Almost regardless of the weather, if someone is ordering oysters, out the Gallivans go.
And people are ordering a lot of oysters. The Gallivans’ branded oysters are on the menus at Rockefeller’s down at Rudee Inlet and at the high-end Lemaire restaurant in the grand Jefferson Hotel in Richmond. The couple deliver their oysters to chefs in Chapel Hill and New York, Boston and Washington. Locally they’re sold at George’s Seafood and Welton’s Seafood Markets. A smaller version called Avery’s Pearls goes up to Ryleigh’s Oyster up in the Federal Hill district of Baltimore. In one of the Gallivans’ many family-to-family collaborations, they and the restaurant owner are donating 10 cents a Pearl to the Johns Hopkins breast cancer research center; they’re already up to $3,200.
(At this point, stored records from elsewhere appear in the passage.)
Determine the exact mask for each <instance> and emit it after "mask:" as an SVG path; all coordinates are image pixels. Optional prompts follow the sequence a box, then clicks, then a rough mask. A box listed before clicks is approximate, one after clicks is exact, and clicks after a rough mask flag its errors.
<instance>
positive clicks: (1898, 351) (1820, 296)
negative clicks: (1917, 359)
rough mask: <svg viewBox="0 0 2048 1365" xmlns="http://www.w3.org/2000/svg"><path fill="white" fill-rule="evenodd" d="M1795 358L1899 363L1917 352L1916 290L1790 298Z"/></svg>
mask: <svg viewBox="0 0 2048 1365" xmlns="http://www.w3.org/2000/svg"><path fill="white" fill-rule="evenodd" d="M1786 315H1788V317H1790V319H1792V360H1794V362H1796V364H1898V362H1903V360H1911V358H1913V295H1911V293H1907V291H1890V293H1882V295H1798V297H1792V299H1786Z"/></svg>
That level of success requires marketing, so when Tom isn’t smeared with tar-dark mud he’s sitting at the computer, sending out oyster-related tweets. He and Ann participate in events of the Southern Foodways Alliance, dedicated to celebrating Southern-style food. They take chefs out to visit the cages. They drive to conferences, woo restaurateurs, take students out on their boats, help everybody they can.
“I don’t know anybody who works harder,” says Bernie Herman, a professor of American Studies and Folklore at UNC-Chapel Hill who has written about the culture of Eastern Shore watermen and who came to the Gallivans when he started his own oyster plot on a nearby creek. Ann explained reproductive dynamics and Tom showed Herman a system of cages, then, heck, gave him the cages and seed and helped him hook up with the folks at VIMS.
“What was barren mud is now home to thousands of native oysters and all the myriad creatures that live around them,” Herman says. “I couldn’t have done it without Tom and Ann.”
Herman also admires the Gallivans’ commitment to improving the Bay. “They don’t wear it on their sleeve,” he says. “They live it.”
Tom gives a little laugh.
“Out here ‘sustainability’ is not a buzz word,” he says. “It’s what you have to do to survive.”
He pilots his boat out across the water, a slight smile on his face.
“It still blows my mind that we come out here every day,” he says. “There’s the financially rewarding part of it, of course, and that’s great. But just when it’s cold and rainy and it sucks and you’re beating through waves – and these boats beat the heck out of you – you’re still like, yeah, but I’m here, I’m not sitting in a cubicle somewhere.”
He points out a giant leatherback turtle.
“I’m in one of the last great places on Earth,” he says. “It’s a pretty damn cool place to come to work every day.”